Results and discussion

In vivo demonstration of magnetic nanoparticle aggregation in pancreatic cancers

Pancreatic cancer, called the silent killer, is the fourth leading cause of cancer-related death in both men and women in the USA. Due to difficulties in diagnosis and therapy, pancreatic cancer patients’ 5-year survival rate is only about 1% in the USA. Nonetheless, hope for mitigating pancreatic cancers arises from the early detection and targeted thermo-chemotherapy through MR nano-theranostics. Figure 1 demonstrates the formation of magnetic nanoparticle aggregates in targeted pancreatic cancers, which motivated the authors to propose a revised cluster-based model to more accurately predict SLP and to optimize heating efficiency for future in vivo applications of MR nano-theranostic hyperthermia in cancer therapy.

Figure 1.

Figure 1

Formation of magnetic nanoparticle aggregates in targeted pancreatic cancer tissues.

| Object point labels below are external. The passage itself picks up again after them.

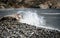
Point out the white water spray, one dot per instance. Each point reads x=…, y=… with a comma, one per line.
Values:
x=30, y=17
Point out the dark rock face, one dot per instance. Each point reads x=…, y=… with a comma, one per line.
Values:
x=43, y=4
x=15, y=29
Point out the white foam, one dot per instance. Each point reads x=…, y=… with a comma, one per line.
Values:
x=30, y=17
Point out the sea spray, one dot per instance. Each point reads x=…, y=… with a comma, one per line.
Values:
x=32, y=18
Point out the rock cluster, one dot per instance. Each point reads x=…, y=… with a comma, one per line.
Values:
x=13, y=29
x=43, y=4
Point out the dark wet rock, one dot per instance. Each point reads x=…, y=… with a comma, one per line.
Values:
x=15, y=29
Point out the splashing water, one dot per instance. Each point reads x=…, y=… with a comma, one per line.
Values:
x=32, y=18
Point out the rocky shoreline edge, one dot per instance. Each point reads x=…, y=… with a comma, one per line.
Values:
x=11, y=28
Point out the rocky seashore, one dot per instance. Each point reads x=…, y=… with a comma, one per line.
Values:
x=11, y=28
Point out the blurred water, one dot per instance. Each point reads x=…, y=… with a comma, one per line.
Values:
x=49, y=19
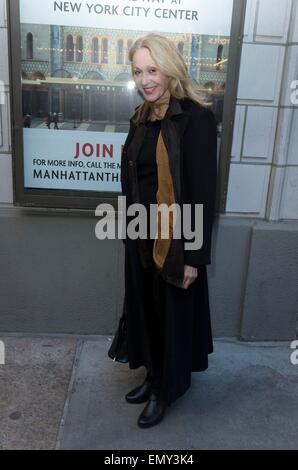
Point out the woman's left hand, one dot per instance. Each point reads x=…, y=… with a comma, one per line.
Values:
x=190, y=275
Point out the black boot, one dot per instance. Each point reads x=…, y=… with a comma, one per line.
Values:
x=153, y=412
x=141, y=393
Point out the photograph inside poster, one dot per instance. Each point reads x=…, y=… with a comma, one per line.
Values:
x=76, y=77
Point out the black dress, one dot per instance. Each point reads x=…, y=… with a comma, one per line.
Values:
x=161, y=337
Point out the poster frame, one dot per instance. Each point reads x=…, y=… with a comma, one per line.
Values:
x=80, y=199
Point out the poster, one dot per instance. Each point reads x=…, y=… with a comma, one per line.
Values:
x=77, y=90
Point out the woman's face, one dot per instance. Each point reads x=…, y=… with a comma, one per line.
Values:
x=150, y=81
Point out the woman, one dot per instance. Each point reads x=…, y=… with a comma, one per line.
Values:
x=169, y=157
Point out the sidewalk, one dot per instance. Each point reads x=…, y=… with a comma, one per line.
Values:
x=63, y=392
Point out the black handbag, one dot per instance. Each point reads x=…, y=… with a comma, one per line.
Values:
x=118, y=350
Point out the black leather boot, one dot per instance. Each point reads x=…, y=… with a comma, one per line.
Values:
x=141, y=393
x=153, y=412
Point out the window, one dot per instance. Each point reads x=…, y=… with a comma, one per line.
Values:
x=69, y=48
x=120, y=51
x=79, y=49
x=219, y=56
x=180, y=47
x=129, y=45
x=104, y=51
x=29, y=46
x=94, y=55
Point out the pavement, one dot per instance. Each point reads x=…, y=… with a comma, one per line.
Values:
x=64, y=392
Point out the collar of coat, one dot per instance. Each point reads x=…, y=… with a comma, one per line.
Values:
x=175, y=108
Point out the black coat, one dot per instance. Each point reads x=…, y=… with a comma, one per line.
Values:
x=189, y=132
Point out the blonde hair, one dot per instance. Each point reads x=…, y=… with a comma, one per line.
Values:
x=171, y=63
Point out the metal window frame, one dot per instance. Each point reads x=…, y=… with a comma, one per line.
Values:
x=74, y=199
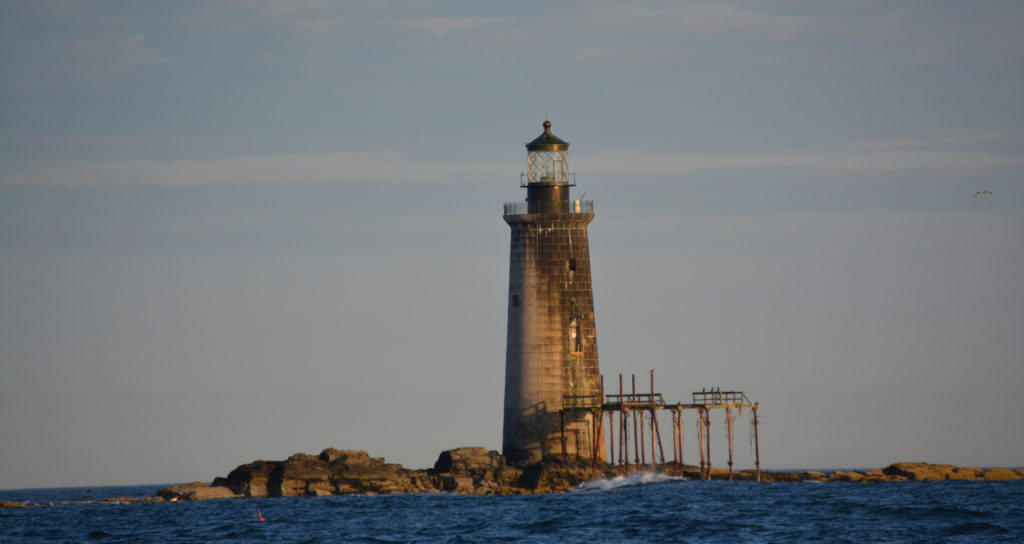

Notes: In order to demonstrate the aggregation of magnetic nanoparticles in biomedical applications, we inspected MR T2-weighted imaging and the pathological iron stain of pancreatic cancers in in vivo xenograft mouse models, which are targeted and labeled by magnetic nanoparticles. To enhance targeting specificity and efficiency, anti-CA 19-9 antibodies were conjugated to NH2-PEG-coated magnetic nanoparticles. (A) A 3D reconstruction of the pancreatic cancer mouse model from 2D axial T2-weighted images. (B) T2-weighted images (left) and the T2 parameter mapping corresponding to the yellow dashed line box area (right) acquired before (top) and after (bottom) the pancreatic cancer tissues (circled by white dashed line) were targeted and labeled by anti-CA 19-9 antibodies–magnetic nanoparticles. (C) To confirm and visualize the magnetic nanoparticle aggregates in (B), Prussian blue staining was performed where magnetic nanoparticle aggregates to form an insoluble deep blue hydrated ferric ferrocyanide complex (i.e. Prussian blue dye).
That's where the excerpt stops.